In the case of the achievement poset generated by the attribute poset I, Figs. 3a and 1a, the threshold proposal still remains an antichain.

When the attribute y is more important than attributes x and z, attribute poset I1 shown in Fig. 1b, the profile 113 is lower than profiles 122 and 221, Fig. 3b, because, even if its score on attribute z is 3, it is less important than the score it assumes on attribute y = 1, which is lower than the scores of y in the other two profiles. Therefore it is not necessary to introduce profile 113 into the threshold, as it can be observed in the commented results of the code proposed before.

On the contrary, in the achievement poset (Fig. 3c) obtained by the attribute poset I2 (Fig. 1c) profile 113 is the only one of the proposed one that is useful as threshold because attribute z is the most relevant.

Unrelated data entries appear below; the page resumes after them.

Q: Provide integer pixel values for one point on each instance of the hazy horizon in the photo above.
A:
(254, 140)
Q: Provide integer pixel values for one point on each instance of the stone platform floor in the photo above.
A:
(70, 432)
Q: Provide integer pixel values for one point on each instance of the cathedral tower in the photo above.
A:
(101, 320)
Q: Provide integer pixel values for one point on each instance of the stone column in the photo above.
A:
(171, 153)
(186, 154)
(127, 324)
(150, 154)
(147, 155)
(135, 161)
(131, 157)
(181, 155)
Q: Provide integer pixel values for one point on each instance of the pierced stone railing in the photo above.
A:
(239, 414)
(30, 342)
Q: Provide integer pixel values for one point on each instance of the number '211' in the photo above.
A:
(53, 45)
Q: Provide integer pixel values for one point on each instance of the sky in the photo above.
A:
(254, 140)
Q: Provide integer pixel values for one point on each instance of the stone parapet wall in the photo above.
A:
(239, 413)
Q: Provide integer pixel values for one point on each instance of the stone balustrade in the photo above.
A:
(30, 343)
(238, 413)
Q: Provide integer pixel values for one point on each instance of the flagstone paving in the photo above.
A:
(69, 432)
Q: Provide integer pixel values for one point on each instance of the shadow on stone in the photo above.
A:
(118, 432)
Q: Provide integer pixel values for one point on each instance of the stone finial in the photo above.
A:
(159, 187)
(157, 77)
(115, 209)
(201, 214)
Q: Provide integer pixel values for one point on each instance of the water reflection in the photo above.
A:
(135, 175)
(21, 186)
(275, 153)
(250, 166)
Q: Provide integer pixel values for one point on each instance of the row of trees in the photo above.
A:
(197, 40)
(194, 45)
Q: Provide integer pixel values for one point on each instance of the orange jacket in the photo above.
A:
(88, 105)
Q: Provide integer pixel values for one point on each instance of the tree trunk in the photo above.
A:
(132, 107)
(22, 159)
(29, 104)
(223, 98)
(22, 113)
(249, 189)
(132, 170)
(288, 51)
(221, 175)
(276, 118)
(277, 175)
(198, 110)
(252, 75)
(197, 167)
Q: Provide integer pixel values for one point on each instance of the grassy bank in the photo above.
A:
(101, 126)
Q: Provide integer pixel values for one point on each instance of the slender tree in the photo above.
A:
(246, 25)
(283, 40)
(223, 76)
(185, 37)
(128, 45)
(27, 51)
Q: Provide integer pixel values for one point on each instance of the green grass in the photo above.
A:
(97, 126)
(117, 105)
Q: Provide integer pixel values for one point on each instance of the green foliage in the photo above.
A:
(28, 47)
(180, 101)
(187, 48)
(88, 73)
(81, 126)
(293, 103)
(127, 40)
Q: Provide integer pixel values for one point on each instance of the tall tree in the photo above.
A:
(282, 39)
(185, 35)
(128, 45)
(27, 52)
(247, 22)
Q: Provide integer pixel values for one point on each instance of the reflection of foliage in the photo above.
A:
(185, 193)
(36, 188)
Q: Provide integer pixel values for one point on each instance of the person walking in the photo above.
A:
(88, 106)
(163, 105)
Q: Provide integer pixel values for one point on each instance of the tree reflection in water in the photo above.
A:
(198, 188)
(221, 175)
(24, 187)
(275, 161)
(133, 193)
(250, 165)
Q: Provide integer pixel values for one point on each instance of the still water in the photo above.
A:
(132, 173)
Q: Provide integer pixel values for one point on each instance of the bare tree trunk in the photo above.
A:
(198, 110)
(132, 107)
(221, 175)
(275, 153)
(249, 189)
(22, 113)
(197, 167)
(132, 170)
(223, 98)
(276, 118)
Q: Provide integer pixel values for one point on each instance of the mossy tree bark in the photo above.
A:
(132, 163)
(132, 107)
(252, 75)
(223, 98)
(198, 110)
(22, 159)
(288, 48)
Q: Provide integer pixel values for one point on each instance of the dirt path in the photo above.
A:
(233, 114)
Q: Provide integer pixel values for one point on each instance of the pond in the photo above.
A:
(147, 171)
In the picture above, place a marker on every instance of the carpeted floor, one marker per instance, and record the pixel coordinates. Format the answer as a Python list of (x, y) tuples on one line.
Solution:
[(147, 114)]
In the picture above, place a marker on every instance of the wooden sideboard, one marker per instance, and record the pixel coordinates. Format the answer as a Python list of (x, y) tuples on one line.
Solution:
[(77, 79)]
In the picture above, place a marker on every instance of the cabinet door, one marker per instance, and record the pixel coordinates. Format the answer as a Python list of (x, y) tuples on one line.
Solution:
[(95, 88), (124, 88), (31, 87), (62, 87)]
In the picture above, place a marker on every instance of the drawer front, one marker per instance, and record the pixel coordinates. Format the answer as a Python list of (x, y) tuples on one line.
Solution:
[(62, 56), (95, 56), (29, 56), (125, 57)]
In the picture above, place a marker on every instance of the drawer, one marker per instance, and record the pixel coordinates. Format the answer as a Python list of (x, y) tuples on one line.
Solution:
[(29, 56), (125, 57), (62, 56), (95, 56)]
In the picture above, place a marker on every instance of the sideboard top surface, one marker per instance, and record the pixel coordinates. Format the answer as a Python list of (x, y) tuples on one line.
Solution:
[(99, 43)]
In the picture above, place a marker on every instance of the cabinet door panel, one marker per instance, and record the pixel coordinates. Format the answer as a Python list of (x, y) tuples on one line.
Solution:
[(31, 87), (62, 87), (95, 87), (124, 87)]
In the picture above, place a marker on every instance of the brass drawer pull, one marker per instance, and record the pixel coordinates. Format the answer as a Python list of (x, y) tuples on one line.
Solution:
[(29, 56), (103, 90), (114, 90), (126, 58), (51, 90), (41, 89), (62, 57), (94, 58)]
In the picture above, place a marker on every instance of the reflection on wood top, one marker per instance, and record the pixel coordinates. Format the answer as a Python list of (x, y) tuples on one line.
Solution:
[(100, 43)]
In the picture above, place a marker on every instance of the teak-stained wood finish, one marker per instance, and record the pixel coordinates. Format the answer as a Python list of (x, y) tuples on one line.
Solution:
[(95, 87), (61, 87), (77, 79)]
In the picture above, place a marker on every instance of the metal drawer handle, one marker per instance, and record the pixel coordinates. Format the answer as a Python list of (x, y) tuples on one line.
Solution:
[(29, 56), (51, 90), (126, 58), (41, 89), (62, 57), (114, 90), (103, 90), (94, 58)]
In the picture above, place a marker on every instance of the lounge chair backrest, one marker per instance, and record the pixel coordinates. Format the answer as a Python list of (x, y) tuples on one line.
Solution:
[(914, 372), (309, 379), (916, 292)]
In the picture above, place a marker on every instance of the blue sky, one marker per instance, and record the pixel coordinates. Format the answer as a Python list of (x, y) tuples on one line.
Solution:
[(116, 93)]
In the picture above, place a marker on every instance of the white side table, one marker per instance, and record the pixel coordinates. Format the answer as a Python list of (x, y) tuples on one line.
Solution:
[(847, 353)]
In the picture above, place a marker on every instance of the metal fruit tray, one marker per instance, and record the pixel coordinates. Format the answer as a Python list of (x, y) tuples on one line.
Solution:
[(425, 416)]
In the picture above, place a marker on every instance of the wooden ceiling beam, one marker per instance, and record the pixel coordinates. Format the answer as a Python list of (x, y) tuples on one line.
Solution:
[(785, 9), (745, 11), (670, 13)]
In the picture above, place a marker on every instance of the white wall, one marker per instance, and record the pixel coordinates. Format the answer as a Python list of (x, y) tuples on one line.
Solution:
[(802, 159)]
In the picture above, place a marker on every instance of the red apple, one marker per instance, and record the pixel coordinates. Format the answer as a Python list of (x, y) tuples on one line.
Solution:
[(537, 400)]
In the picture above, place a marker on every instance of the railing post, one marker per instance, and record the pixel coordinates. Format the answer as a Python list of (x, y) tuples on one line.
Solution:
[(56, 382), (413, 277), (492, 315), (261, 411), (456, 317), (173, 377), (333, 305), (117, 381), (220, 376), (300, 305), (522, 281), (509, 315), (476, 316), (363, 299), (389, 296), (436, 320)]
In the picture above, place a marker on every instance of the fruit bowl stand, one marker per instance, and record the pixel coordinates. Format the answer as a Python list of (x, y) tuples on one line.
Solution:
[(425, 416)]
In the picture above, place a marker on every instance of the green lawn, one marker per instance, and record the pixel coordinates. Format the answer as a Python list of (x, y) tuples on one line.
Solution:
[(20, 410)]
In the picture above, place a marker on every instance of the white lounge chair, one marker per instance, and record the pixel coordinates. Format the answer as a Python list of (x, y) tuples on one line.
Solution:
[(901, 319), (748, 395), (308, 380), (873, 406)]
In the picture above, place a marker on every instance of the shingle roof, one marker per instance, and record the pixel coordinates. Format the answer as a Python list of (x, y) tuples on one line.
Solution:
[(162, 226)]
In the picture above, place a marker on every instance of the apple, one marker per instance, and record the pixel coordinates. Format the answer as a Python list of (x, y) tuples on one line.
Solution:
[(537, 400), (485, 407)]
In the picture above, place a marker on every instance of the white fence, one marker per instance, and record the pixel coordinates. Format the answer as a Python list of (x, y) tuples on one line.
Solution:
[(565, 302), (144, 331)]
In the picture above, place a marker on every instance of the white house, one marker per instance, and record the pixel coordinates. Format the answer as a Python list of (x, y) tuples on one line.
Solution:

For the sake of brevity, only the comparison between the synthetic measures, Table 1, and the inequality curves, Fig. 5, are shown.

Table 1 Comparison of synthetic measures between different achievement posets obtained through different attribute posets and with same threshold proposal
Fig. 5
figure 5

Comparison of identification functions between different achievement posets obtained through different attribute posets and with same threshold proposal

For all the examples the poverty gap is lower than the wealth gap, this is consequence of the fact that profiles in the threshold proposal are closer to the bottoms of the different achievement posets than to their tops. Moreover the tendency of such gaps to increase from the basic achievement poset to the achievement poset based on I2 may be a consequence of the evolution of the examples, obtained by the progressive introduction of external information. This procedure increased the achievement posets levels and reduced the threshold size increasing the relative distances of the profiles from the threshold.

Generally, identification functions are represented in increasing order. In Fig. 5 we preferred to maintain the profile order obtained with the identification function generated by the basic poset (the gray background) and to show the other identification functions through different point characters. In the last example, based on I2, the achievement poset is a complete order, therefore the identification function assumes only two values: 1 when the profile is lower or equal than the threshold 113, 0 otherwise.

4 Conclusion

Some examples were presented in order to expose the new functions of parsec, from poset definitions by incidence matrices to the analysis of the results provided by the main functions of the package. In particular, this work focuses on the introduction of external informations on attribute relevance, it shows that function getlambda simplifies the creation of posets and that function LE generates their linear extensions. Then, from the linear extensions and from the attribute definitions, it has been shown how to get achievement poset with function mrg. In the second part, we suggested how to choose a threshold, starting from a proposal and by its analysis in a specific achievement poset. Then we compared the main results of the function evaluation.

In conclusion we recall that the package parsec is available on CRAN and that it is still in development in order to add new functionalities and to optimize its procedures.